Over my desk hangs a 1960s reproduction of an 1855 map of Florida that I love to look at for the sheer size of some of the counties and the noticeable absence of many cities that make Florida what it is today.
I have yet to frame a rectangular, panoramic photo taken Feb. 20, 1952, of citrus workers at the Adams Packing Association in Auburndale. Hundreds of workers from the "sectionizing department," mostly women who are all wearing white, pose in front of trucks loaded with oranges.
But the most precious Floridiana items are the most personal: a 1940s photo of my grandmother, Florence, a happy beauty in her bathing suit; and a more recent gift: an 8-by-10 black and white photo of my father and his friends as teenagers at their Arthur Murray dance class on Miami's Lincoln Road.
Over Thanksgiving, I stayed with family at my grandfather's old house on Miami Beach, where the furnishings and just about everything else in the house are original and intact.
It's the ultimate Floridiana collection, only in 3-D. I spent hours examining everything, touching, feeling and remembering.

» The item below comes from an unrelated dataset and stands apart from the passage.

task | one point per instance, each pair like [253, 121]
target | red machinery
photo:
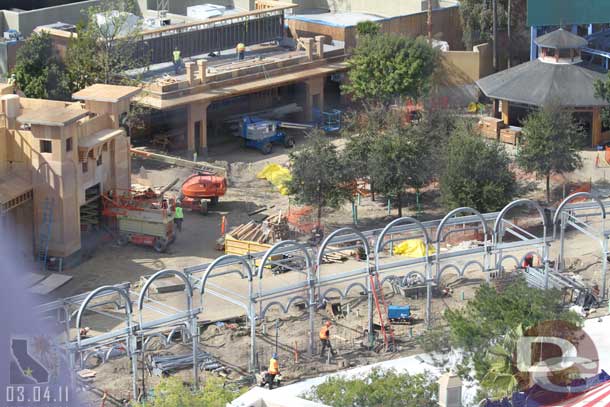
[200, 187]
[208, 181]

The kitchen smells like paint and wood and the sea. The bathrooms smelled like Ivory soap. The old saltwater swimming pool (long ago converted to freshwater) is still as I remembered it.
Before I climbed into my car late on a gray Saturday afternoon, I reached down and picked up a small rock from the front lawn — for my Floridiana collection.
Like everything else Florida that I collect, it's a piece of soul from the vanished past of a state I love. Where kitsch is always beautiful, always in fashion and always looks great in my living room.